Finland, the nation, was attacked by Russia, but my Finnish patriots in Minnesota downplayed the significance by emphasizing that the blacks had won and the reds had lost and that was all that now was important, even though this was one of the few losses by the communists at that time.
All this information was buried mentally until I was told that a communist flag had been flown on a building not far from New York Mills. And I learned there also was a Finnish grave marker in the area with the communist slogan etched on the tombstone. I learned this to be true when Louis Hoglund, publisher of the East Otter Tail Focus in Perham, located a clipping of the gravestone in an old area newspaper for me.
My wife and I settled on Little Pine Lake near Perham within a score of miles from this activity. Finns had come to the United States before and after the battles in Finland with the reds in Russia. Many settled in northern Minnesota because of farming and mining.
Here are some little known and surprising points to be considered:
1. Many miners from northern states and unemployed from Detroit, Pittsburgh and even Los Angeles became citizens of Russia.
2. Henry Ford shipped a hundred Fords to communist Russia for final assembly there. Most still find this hard to believe.
3. Russia under Stalin sent steamships to New York to transport Americans, often entire families, to Russia, where U.S. passports were exchanged for Russian. Some estimates claim thousands of Americans fled our country.
4. Disgruntled at learning years later that some Americans wanted to return to the U.S. to see family and friends or even relocate, Russia confiscated their American passports. If Americans still were unhappy, many were shipped to terrible labor camps as slave labor and many just disappeared. You can speculate on where and how.
Probably the biggest surprise to Americans is that so many became Russian citizens in those first five years abroad. But with no American passports they had no choice.
Stalin was a shrewd leader of communist Russia, which he called Utopia. He said Russia escaped ravages of the depression and it rightly deserved to be called Utopia.
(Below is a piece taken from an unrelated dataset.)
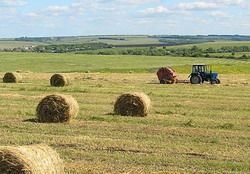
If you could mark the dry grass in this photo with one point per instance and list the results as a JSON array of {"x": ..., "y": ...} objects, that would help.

Stalin, claiming no unemployment there, offered steady work to Americans, although probably with lesser pay than in the U.S., but he also offered housing and an allowance, quite attractive to some Americans who had lost faith in the U.S. economy.
The Russian dream lasted three to four years for most Americans who had gone to Russia.
Baseball was an unknown sport to Russians, so some Americans sent equipment to Russia so they could be introduced to the sport. A diamond was constructed in Gorky Park and the sport attracted large crowds often until 4 a.m. when vodka flowed freely. When I visited Russia a few years ago, the competent guide mentioned the park, but nothing about its history.
Most Americans with whom I have talked are amazed that Henry Ford tried to have Ford automobiles manufactured in Russia. Well, Ford was always fearful that his auto workers in Detroit would strike and ruin his auto industry. Despite having some of his auto workers go to Russia, only a few of the Russians had the skills needed. Many critical pieces of equipment were not installed properly and the Ford experiment died shortly.
The early auto workers and baseball players began to get restless and many tried to return to the states. Most of the others were discredited and many gradually disappeared, some to labor camps and others to who knows where.
One worker described how he visited a uranium mine near the Japanese border and saw workers with blood running out of their eyes and noses because of the uranium. Many lives were lost.
Some officials in the U.S. administration, but not all, repeatedly tried to force Russians to relinquish passports taken from Americans, but with no success. In fact, years later President George H. Bush promised to force out this information, but the Russians never wavered. They made it hopeless to try. And American administrations never learned about the missing passports or if bodies of missing Americans are buried under Russian soil.
But they did learn they faced a formidable opponent both during and after the depression.